To honor a true American hero, let’s end the partisan politics that divide us
On behalf of myself and my colleagues in the Pennsylvania House of Representatives, I want to offer our deepest sympathies to the family of Senator John McCain, who gave so much to make this country a better place.
From war hero to political icon, McCain lived his life according to the dictates of his own conscience, never yielding to corrupt or threatening influences, no matter how powerful.
Outspoken and unswayed by political pressure, McCain was never afraid to cross the aisle when he believed the issue demanded it, and he was never afraid to stand up and speak out for what he believed was right. He respected – and was respected by – those on both sides. Graceful both in victory and defeat, he represented the best in non-partisan politics.
As our country honors McCain with tributes to his remarkable life, there is another way my colleagues and I – as representatives of the people – can honor his spirit.

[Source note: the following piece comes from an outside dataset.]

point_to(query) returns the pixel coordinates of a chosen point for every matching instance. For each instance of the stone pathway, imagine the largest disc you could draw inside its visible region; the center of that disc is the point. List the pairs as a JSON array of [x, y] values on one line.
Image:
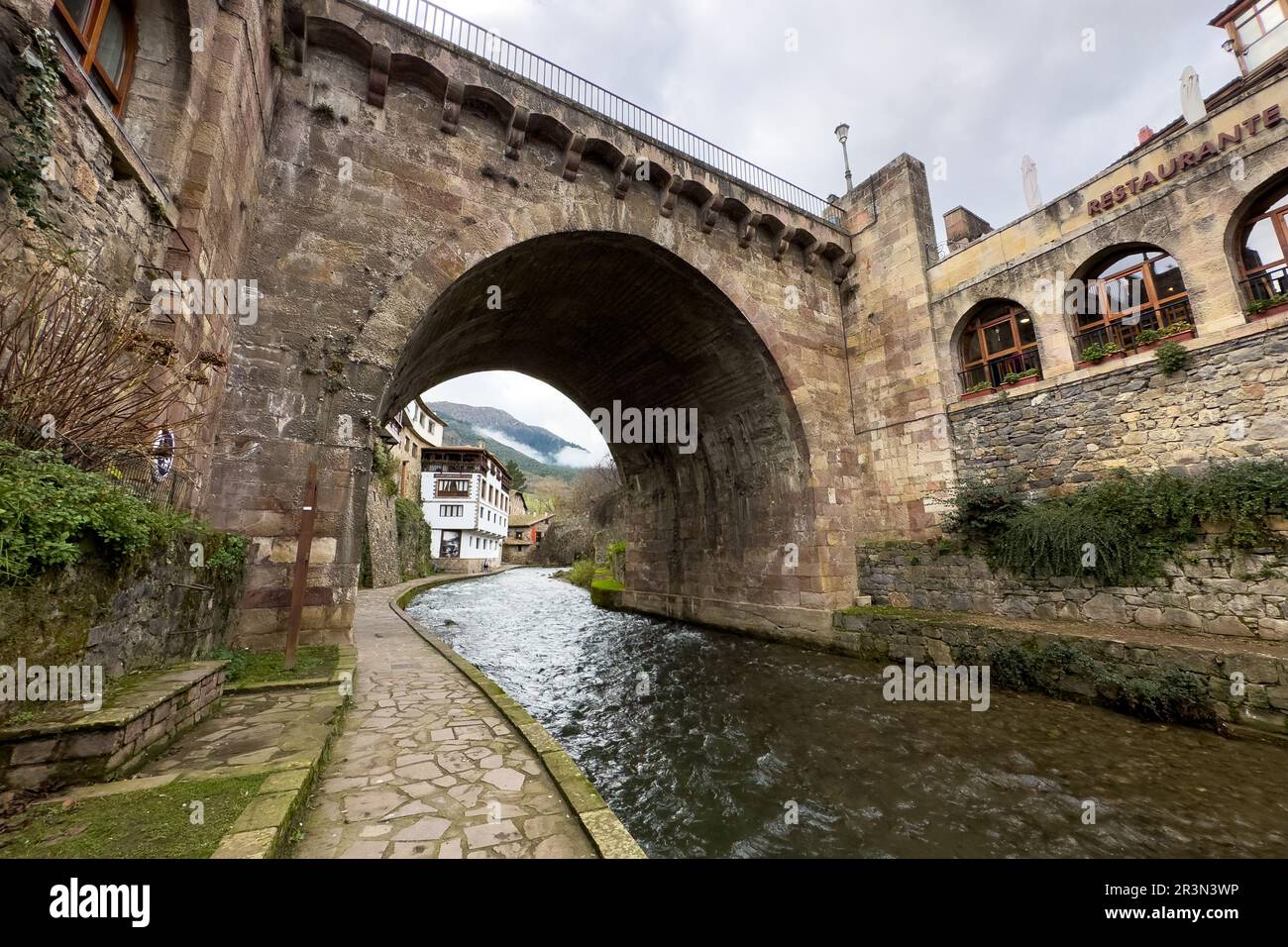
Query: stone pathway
[[426, 767]]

In his recently published memoir, “The Restless Wave,” McCain described a wish, writing:
“Before I leave, I'd like to see our politics begin to return to the purposes and practices that distinguish our history from the history of other nations. I would like to see us recover our sense that we are more alike than different.”
Sadly, McCain never lived to see this happen. But his words challenge us to keep trying. They challenge us to ask: How we can do our part, as representatives of the people, to change the political landscape?
The answer is clear: It’s time to reach across the aisle and work together. We need to remember who we were sent to represent – the people, not special interest groups.
In the days ahead, my colleagues and I will return to the House chamber to consider the issues so important to the residents of the commonwealth. As we debate among ourselves let’s take a lesson from a great American hero and, in his honor, let’s leave behind the partisan politics that divide us.